We asked our readers to submit their favorite pranks for April Fools’ Day, and fools rushed in to share their top stunts and hoaxes. Suffice it to say, there are some dirty, rotten pranksters around town.
We voted, and have published three of our favorites here. These and all other submissions are posted on our Web site at islandpacket.com/aprilfools. Read them carefully to guard against becoming the victim of any practical jokes today.
And when you’re done reading, go out and try one of those new left-handed Whoppers. We hear they’re quite tasty.
WINNER - Most Elaborate: Teresa Hammonds and Amie Carlton, Bluffton
Upon learning that the New York Giants would play the Green Bay Packers for the NFC Championship and a possible trip to the Super Bowl XLII, I remarked to my husband that I would love to steal our friend Eric’s “Giants Fan Parking Only” sign and ransom it back to him. I enlisted the help of our friend Amie and of course I had to let Eric’s wife, Jessica, in on it. Since Eric owns his own business and could be at home at all hours of the day, Jessica’s involvement was a must.
I did not know at the time he also had proudly displayed in his yard a blow-up Giants football player — of course this just increased the fun. Once we got our hands on the sign and doll, we proceeded in dressing the doll up in everything we could get our hands on. We put him in lingerie, Halloween costumes, bathing suits, etc. and of course took his picture. The sign was photographed in various shots of peril as well. He was sent a picture everyday along with the following enclosed instructions.
Tuesday: Kidnapped doll and sign and left “We Have Taken Your Sign” note.

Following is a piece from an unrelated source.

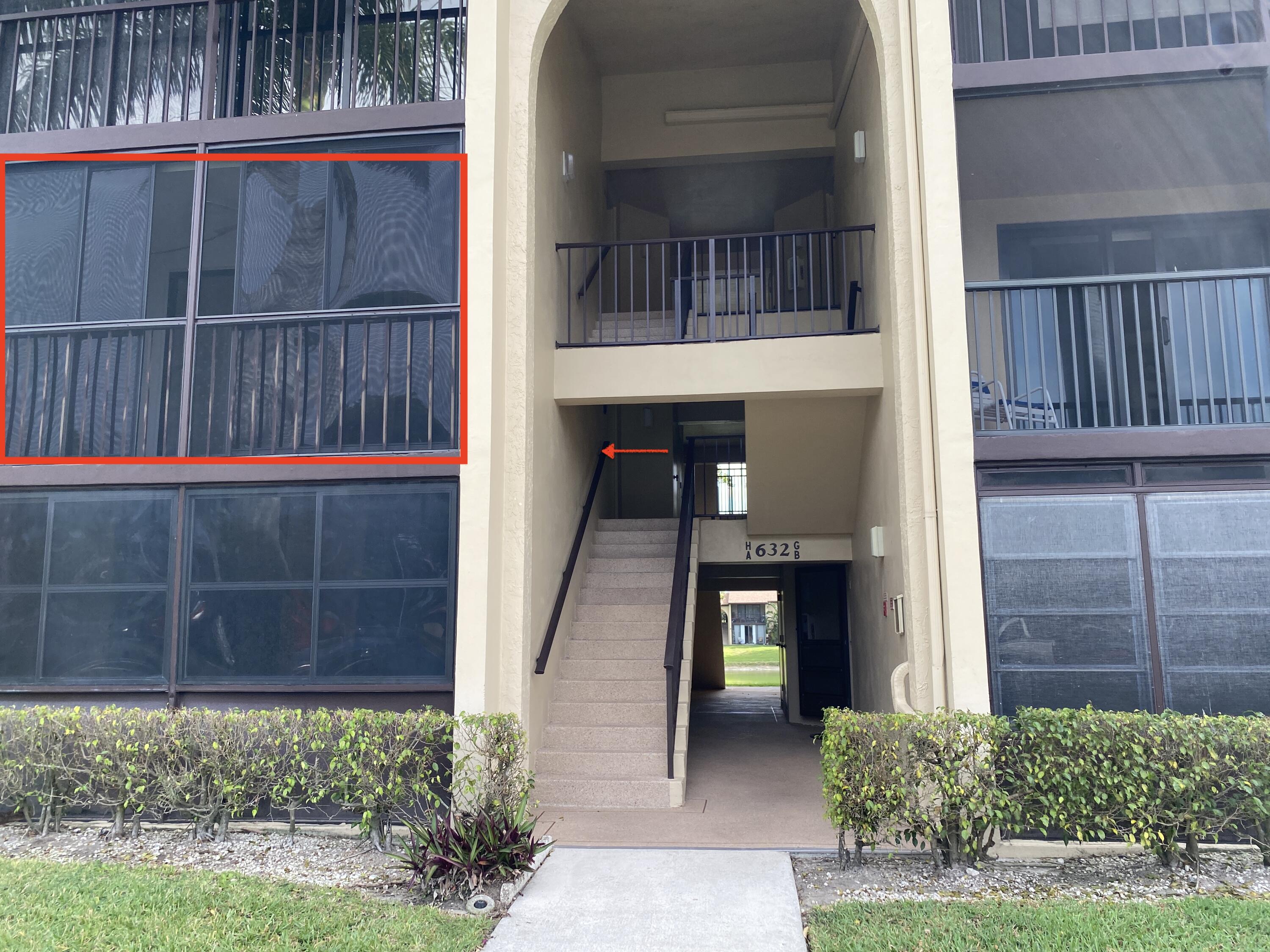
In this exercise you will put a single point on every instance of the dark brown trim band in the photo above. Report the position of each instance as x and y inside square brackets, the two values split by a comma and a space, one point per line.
[413, 117]
[1123, 443]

Wednesday: Left note “If You Want To See Your Sign and Blow Up Doll Again” and pictures. (The sign read: Tonight at 6:23 you must put on the enclosed hat and shirt, exit your home, walk five paces due south, spin around three times and loudly recite the included message verbatim!) The shirt was an old T-shirt that I ironed on “I, Eric Schleicher, Am A Cheesehead, I Have Always Been A Cheesehead, I Love Cheese, I Love Cheese, I Love Cheese!”
For the hat, I took the cheese out of plastic wraps and put in yellow contruction paper and glued it to an old ball cap of my husband’s. Eric, not to be outdone, made a cardboard man, dressed him up in the hat and t-shirt and hung it from a tree in the front yard. Can’t think of what the neighbors thought was going on at his house!
Since Jessica, his wife, was in on the joke, she would call and give us daily updates. Now, Eric is blaming all of his neighbors and enlisted one to go around and look at the exterior siding of all the homes in the neighborhood to find the house pictures with the doll in the photo he received! Thank goodness it rained! He was so sure that it was one couple in his neighborhood that he planned to go down in the middle of the night and spray paint the Giants emblem on their yard! He also enlisted neighbors to watch the house during the day. This meant of course, neither Amie nor I could now deliver the items, so we hird a courier, who upon learning of the joke did not even charge us!
Thursday: Courier delivered note “Good Try Eric” and picture of the sign over a shredder. (The sign read: Good try Eric! But the ref called a “Twelfth man on the field” penalty, five yards. We warned you about this! There fore if you want to see your blow-up doll and sign again, do the following: Hang the delivered poster on your porch. Since you are so fond of spotlights, use one to illuminate the poster for all to see day and night!) The poster we put in a simple black poster frame. He did hang this on the porch and placed spot lights on it for all to see.
Friday: Courier delivered note “Eric You’re Doing Well,” CD and picture. The CD was music we found on iTunes with songs such as “I Love Bret Favre,” “When The Packers Kick Your ...” and “I’m Proud To Be A Packer Fan.” Although he was really enjoying the prank, the CD sent him through the roof because he could not figure out who we were!
Saturday: Courier delivered note, balloons in the Packers colors, doll and pictures. He did display all in the front yard, along with a very large wooden score board he made! Luckily the neighbors were all good friends, whom we all know, and no one complained about the shrine and rivalry obviously going on in Eric’s front yard.
Sunday: Courier delivered note and cake. (The note read: “The Peacemaker.” Eric, here is a sweet treat we promise is edible to eat! The clock has run down to 30 seconds, enough time for two more plays. Look for your sign to be returned in the fourth quarter, personally by the “Stinky Cheesehead Gang.”) The way we ended the whole thing and delivered the sign back had to be the best of all. We made a large two-layered cake with the Giants emblem on the top. In the center of the cake we wrapped the sign, the “Priceless” note, and the pictures of Amie, I, and the little doll having lunch and drinking Margaritas at the Cornerstone Grill. We called his wife and had her tell him to cut the cake at half time. Since he was not expecting us until the fourth quarter, we were able to park down the road, walk up to the garage, listen outside as he cut the cake and found the sign and pictures. We walked in right as he finished. It was great!
Another thing that makes this whole thing hilarious is neither Amie nor I are Packers fans and could have really cared less who won!